Background
Usually one defines differentiation in terms of limits, and then shows that differentiation satisfies the Leibniz (product) rule, $$\frac{d}{dx}(f \cdot g) = f\frac{dg}{dx} + g \frac{df}{dx},$$ as a consequence.
However, in this mathoverflow post I was surprised to find that one can go the other way around and use the Leibniz rule to define the derivative in a more algebraic/axiomatic manner.

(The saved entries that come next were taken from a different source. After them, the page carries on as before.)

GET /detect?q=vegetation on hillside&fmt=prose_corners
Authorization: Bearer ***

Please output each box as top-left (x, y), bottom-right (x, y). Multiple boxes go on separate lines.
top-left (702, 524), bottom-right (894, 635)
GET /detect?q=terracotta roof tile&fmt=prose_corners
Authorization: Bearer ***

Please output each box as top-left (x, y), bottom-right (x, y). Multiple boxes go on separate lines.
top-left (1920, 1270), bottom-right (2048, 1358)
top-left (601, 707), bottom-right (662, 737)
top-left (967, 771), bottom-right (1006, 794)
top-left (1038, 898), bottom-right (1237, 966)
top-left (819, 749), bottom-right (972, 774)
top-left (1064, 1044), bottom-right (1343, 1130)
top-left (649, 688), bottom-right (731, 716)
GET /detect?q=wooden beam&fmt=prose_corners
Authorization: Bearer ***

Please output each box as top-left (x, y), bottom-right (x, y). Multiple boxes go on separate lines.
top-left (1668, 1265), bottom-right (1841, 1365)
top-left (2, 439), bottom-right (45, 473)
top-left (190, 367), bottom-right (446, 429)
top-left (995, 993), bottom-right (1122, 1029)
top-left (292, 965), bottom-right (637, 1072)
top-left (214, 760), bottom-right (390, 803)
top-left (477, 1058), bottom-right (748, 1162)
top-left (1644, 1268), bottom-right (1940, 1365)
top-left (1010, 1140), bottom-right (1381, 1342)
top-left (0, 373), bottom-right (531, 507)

In particular, there exists a unique linear operator $L: C^\infty(\mathbb{R}) \rightarrow C^\infty(\mathbb{R})$ satisfying the following three properties:
- $L(1) = 0$
- $L(x) = 1$
- $L(f \cdot g) = f \cdot L(g) + g \cdot L(f),$
and so we can use these properties as the definition of the derivative operator instead.
Question
This naturally leads to the following question: if we replace the Leibniz rule with some different polynomial of the relevant quantities, $$L(f \cdot g) = \text{polynomial}\left(f,g,L(f),L(g)\right),$$ for example, $$L(f \cdot g) = g^3 \cdot L(f) \cdot L(g)^2 + f^2 \cdot g,$$
then under what conditions do the analogous three properties,
- $L(1) = 0$
- $L(x) = 1$
- $L(f \cdot g) = \text{polynomial}\left(f,g,L(f),L(g)\right),$
also lead to a unique linear operator?
If so, are there specific examples of polynomials that lead to familiar linear operators (other than the derivative)?
Works on polynomials?
So far my thinking is as follows: given these three rules, the action of $L$ is uniquely defined on any polynomial function since we can recursively apply the "Leibniz-like" rule (3.) to break things down until we reach either of the base cases (1., 2.). Then using the Weierstrauss theorem on a compact set we should be able to extend the action of $L$ from polynomials to smooth functions by density.
However, it is not clear to me that the operator remains unique on the larger space of smooth functions on a compact set, nor is it clear how to make the argument work on all of $\mathbb{R}$. More importantly, it's not clear what the "meaning" of such an operator would be (in the same manner as Liebniz -> derivative).